Today no software has an exclusive relationship between the buyer and supplier.  With a tap of my finger I can delete any app on my iPhone. With a few clicks I can unplug any application or extension found in my Chrome browser.  If I want to drag and drop the Microsoft Word icon into the trash – so be it – Bill doesn’t hunt me down for money. If I wasn’t married I could swipe left and swipe right to my heart’s content for dates.  If I don’t like E-Harmony I can switch to Tinder.  If I don’t like my iPhone I can pop my T-Mobile chip into an Android.  

So why then do these core IT dinosaurs hold onto the Exclusivity bone?  Greed and ignorance I think. Greed because it’s just damn greedy! For a vendor to dictate to the client “partner” (you) that they’re the only relationship in town no matter how they perform and even if you end up hating their software and services – is very greedy.  Ignorance because bankers for years have allowed it and not known any better. This compliant behavior has permitted the EC term to be institutionalized into Core agreements for decades, always unchallenged. You’re not alone because I didn’t know any better either until I got confirmation from Pillsbury just a few years ago.  Ignorance can be bliss.

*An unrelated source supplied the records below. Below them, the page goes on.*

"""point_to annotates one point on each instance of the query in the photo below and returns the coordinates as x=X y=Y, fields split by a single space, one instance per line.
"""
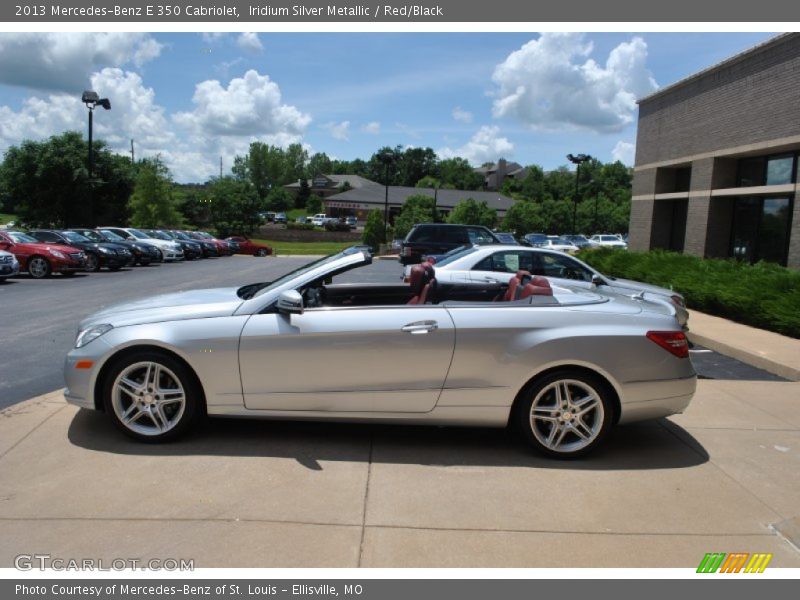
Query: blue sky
x=194 y=97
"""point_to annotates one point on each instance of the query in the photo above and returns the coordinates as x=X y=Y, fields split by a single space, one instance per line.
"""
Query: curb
x=751 y=358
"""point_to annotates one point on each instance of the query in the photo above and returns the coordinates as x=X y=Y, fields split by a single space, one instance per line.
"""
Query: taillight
x=674 y=342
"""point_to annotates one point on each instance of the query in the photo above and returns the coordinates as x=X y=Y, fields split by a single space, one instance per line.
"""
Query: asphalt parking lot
x=720 y=478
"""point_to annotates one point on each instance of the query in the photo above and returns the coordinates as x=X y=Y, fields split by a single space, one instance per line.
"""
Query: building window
x=766 y=170
x=761 y=229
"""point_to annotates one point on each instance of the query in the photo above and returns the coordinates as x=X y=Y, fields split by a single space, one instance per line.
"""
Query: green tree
x=46 y=183
x=152 y=203
x=234 y=206
x=417 y=208
x=470 y=212
x=524 y=217
x=374 y=232
x=314 y=204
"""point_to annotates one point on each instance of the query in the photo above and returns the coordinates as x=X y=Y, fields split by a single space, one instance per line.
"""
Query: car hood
x=177 y=306
x=638 y=286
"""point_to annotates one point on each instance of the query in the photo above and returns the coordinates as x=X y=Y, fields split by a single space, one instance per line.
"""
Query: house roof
x=447 y=199
x=355 y=181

So what can a banker do about it?

Not much, yet – but that is changing fast.  It took decades for the EC to become a standard way of doing business and the legacy cores depend on the power it provides them in reporting revenue into the public markets.  Many institutions are beginning to challenge the EC because the industry is realizing that apart from carnal greed – the EC is limiting bankers options to adopt more competitive alternatives.  Fintech companies entering the market are starting to create a lot of pressure on the EC by avoiding long term contracts and encouraging a bank to leave their service if they are not working hard enough or innovating fast enough to earn the right to keep your business.  This is how all of the software we use on our computers and mobile phones work today. If they are not innovating and bringing us new features and functionality – deletion is easy because 10 other replacement apps that do the same thing are a minute’s download away.  

Therein lies the rub where the Big Three Oligopoly can continue to depend on the EC – there isn’t enough fintech competition (yet).  Fintech is coming and coming in big waves but it will be some years before legacy cores need to rethink the EC. I’ve believed for many years that the EC is unnecessary at a fundamental level because the business disruption and friction involved with a bank converting to another core system is barrier enough to prevent the behavior in any rampant way in the first place.  Today only 2% of all banks volunteer to switch cores.  

If I were to build a new core for banks the only exclusivity clause you would find in my contract would be a Dedication Clause which spells out an undying commitment to making software that makes community banks better, stronger and more competitive.  Maybe one day these cores will see the light and do what’s right.